Magic: The Gathering is an iconic game. Created by Wizards of the Coast (WotC) -- the same people who make Dungeons and Dragons -- in 1993 and designed by Richard Garfield, it has been a staple in every game store for decades.
This year marks 30 years since its first beta and to celebrate the occasion, WotC has released a limited edition set for the collectors. From the outset, it's clear this is not for your average Magic player. These cards can't be used in tournament play, and unless you use sleeves with covered backs you wouldn't want to play them in a normal game. Some of the cards available are even banned from commander decks so playing a game with them is going to be tough.
They also cost $999 for four boosters totaling 60 cards. That's $250 a booster, or $17 per card. So no, these are not for playing. They are for having. Of course if you are a Magic player, you know that spending $1,000 on cards isn't unheard of, but you normally get a lot more cards for that kind of money!
The set itself is a little underwhelming when you first open the box. The outside sleeve has a seal of authenticity and when you open it up it has a fairly good-quality black box inside. The box is frankly disappointing in a set that costs a thousand bucks. I would have hoped to have a wooden box maybe, or even something clear acrylic with an etched symbol would make more sense than this plain cardboard box. While the cards are the star of the show, this is a collector's item and should be treated as such.
The cards are a different matter. Each booster comes with 15 beautifully drawn cards, though technically it's 16, as it comes with a token too, each with the standard rarities. They are:
13 Modern-frame cards (1 Rare, 3 Uncommon, 7 Common and 2 basic lands)
2 Retro-frame cards (1 card of any rarity and 1 basic land)
1 token limited-edition alpha art
Because tokens didn't exist in the game early in the run, all of the tokens made for this use special artwork in keeping with the retro look and feel of the entire set.
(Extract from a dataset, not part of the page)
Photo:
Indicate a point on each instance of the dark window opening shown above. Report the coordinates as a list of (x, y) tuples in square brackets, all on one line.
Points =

Each card has a different back for the standard cards too, showing the original artwork for the Black Lotus, one of the most famous cards in the game, so they really stand out from the traditional backs we all know.
The artwork itself will be recognizable to anyone with a deep love for the game. Most of the cards in my booster seem to come from the beta or first-edition cards, with some spread out over other early editions. I particularly like the Regeneration card from the alpha as it definitely gives off strong '90s vibes. Unfortunately, I didn't get a Black Lotus or any of the Power Nine, but I'm happy with the random collection I did get.
I sure would have liked the Timetwister card though, as the art is one of my favorites. This randomized distribution for the collectible may not be for everyone, as there is a good chance that, like me, you won't get the card you desperately want. Still, I like that each collector will have a different set than others. It adds to its uniqueness.
Overall I'm impressed with the 30th-anniversary set. The artwork is stunning on each of the cards, and there is a lot of history in every one of them. Could the box they come in be nicer? Absolutely, and I would urge you to get a better box to keep them safe, but the heart of the set, the actual cards themselves, are everything a dyed-in-the-wool Magic: The Gathering fan could ask for.
These cards are a piece of history in a way that few editions really are. It's not like WotC releases an anniversary pack every year; this is a once-in-30-years thing and extremely limited. It feels like owning a small piece of history. It's not a practical purchase, it's a piece of art.
Adam Benjamin, the other MtG nut here at CNET, asked me a good question. Would I still be as impressed with this set if I had paid the thousand dollars? WotC sent me the box for review, so it's a fair point.
I love the cards, and what they mean to me as a player can't be understated. They are a snapshot of a game that often consumes my time in the best way. So yes, I think I would be happy if I had purchased them, though I don't have $1,000 to spend. However, the box would make me mad every time I looked at it.